Eight individuals spoke at the public hearing Tuesday night, not to oppose Simmons Ridge, but to lobby BOMA to improve and make South Carothers safer before opening the artery to additional residential development.

“I'm not asking you to turn this development down, I'm asking for a change of the staging to allow for more flexibility for people who already live there,” said Charles Pareigis, who lives in the Cedermont Community near where Simmons Ridge is to be built.

South Carothers is a heavily traveled tree-lined country road that's notoriously dangerous, offering unforgiving narrow lanes, no shoulder, blind rises and valleys, and three 90-degree turns. There have been countless accidents in the area, including a local man who was killed when he was thrown from his motorcycle on Monday.

Paul Holzen, Franklin's director of engineering, said that the $12.8 million project to improve South Carothers would take three years to complete.

Although BOMA voted to allow the increase in the number of homes, it stopped short of granting the go-ahead to build out to maximum capacity immediately. The developer is already approved to build 240 units. Vice Mayor Dana McLendon introduced an amendment to withhold additional building approvals until the road can be improved from the planned entrance at Simmons Ridge to Falcon Creek to the north. Some of the planned road improvements are the responsibility of the developer.

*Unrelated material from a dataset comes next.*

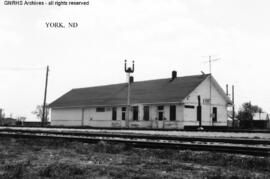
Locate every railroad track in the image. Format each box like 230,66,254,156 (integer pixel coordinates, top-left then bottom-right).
0,128,270,156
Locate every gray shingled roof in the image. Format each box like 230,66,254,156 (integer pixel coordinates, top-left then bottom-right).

BOMA passed the amendment 6-2. 

The board also voted 7-1 to approve funds for the South Carothers improvement project, which is expected to cost $12.8 million to complete. At-large Alderman Ann Petersen cast the lone dissenting vote.

“I know this is a priority for a lot of people,” she said. “I will not be supporting it because it will add $2.5 million in debt service every year for 20 years to our general fund budget.”

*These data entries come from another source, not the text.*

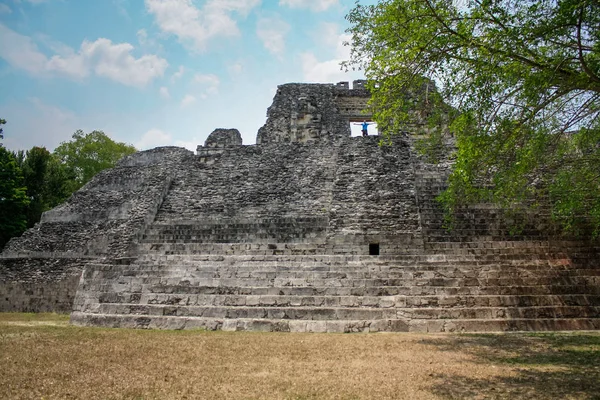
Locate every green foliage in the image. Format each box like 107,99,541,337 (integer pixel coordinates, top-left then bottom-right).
54,130,136,191
0,118,6,139
0,146,29,249
346,0,600,235
16,147,73,228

The improvements will be built as a two-lane road with grading to accommodate a future four-lane expansion between Falcon Creek to Ladd Park subdivisions.

Work session roundup

During the work session immediately prior to the BOMA meeting, the body discussed the application permit for the “Eat the Street” that, if approved, would take place on Main Street May 10.

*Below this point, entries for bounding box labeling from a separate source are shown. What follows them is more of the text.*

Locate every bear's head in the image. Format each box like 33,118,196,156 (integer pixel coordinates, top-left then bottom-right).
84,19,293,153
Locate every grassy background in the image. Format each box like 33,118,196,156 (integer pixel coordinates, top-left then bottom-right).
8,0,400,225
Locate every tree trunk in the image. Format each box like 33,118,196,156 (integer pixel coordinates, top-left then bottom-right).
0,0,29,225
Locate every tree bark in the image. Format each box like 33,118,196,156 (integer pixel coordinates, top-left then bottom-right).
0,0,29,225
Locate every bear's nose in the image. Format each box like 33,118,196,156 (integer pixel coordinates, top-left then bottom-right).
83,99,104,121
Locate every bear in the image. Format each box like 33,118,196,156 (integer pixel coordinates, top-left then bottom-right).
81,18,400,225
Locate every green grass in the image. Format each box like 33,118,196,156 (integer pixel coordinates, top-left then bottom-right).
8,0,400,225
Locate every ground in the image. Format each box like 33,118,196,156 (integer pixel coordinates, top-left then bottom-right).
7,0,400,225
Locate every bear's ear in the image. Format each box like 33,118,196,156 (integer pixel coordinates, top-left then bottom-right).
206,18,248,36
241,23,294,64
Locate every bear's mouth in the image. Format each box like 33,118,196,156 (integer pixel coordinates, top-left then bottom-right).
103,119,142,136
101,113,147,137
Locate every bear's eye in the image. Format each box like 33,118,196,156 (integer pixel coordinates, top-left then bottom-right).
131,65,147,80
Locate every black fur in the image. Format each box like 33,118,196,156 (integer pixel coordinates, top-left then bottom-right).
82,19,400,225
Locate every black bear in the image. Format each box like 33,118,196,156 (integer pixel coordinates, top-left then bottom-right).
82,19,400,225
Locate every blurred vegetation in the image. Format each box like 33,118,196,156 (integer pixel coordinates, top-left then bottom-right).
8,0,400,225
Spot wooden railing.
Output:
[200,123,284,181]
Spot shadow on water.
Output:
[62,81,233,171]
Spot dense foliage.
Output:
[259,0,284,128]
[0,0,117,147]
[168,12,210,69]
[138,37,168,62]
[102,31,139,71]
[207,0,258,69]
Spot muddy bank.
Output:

“Closing down Main Street on a Friday afternoon is a tremendous inconvenience for a lot of folks,” said At-large Alderman Clyde Barnhill.

At-large Alderman Brandy Blanton expressed support for the event. BOMA will vote on the permit application at a future meeting.

Traffic-calming devices

The body also heard comments from citizens about a petition to remove three traffic-calming devices on Fair Street between 7th and 11th avenues. Some in favor of removing the curbed embankments that constrict traffic flow said they do little to slow traffic and posed a risk for cars due to lack of visibility. Members of BOMA did not vote on the matter Tuesday.

Regional effort would study Harpeth River flood risk

BOMA also heard a proposed agreement between the Department of the Army, Metro Nashville and Davidson County, Franklin, Brentwood, and Williamson County to fund a study of the Harpeth River in response to the 1,000-year flood of 2010, with the intent being to analyze alternative flood risk management options of the watershed. The cost of the study is about $500,000. BOMA will likely vote on the proposal at a future meeting.

Cadet roadways to change names

The body heard a brief proposal to change two street names, Cadet Circle and Cadet Court. Given that there the neighborhood also has a Cadet Lane, the changes would serve to improve destination clarity for emergency responders.

Cool Springs Boulevard lane closure

The eastbound lanes of Cool Spring Boulevard between Mack Hatcher Bypass and Windcross Court will be closed for water line construction Friday, Jan. 18 at 7 p.m. until Monday, Jan. 21, at 6 a.m. TDOT recommends motorists to follow detours to Liberty Pike or Franklin Road.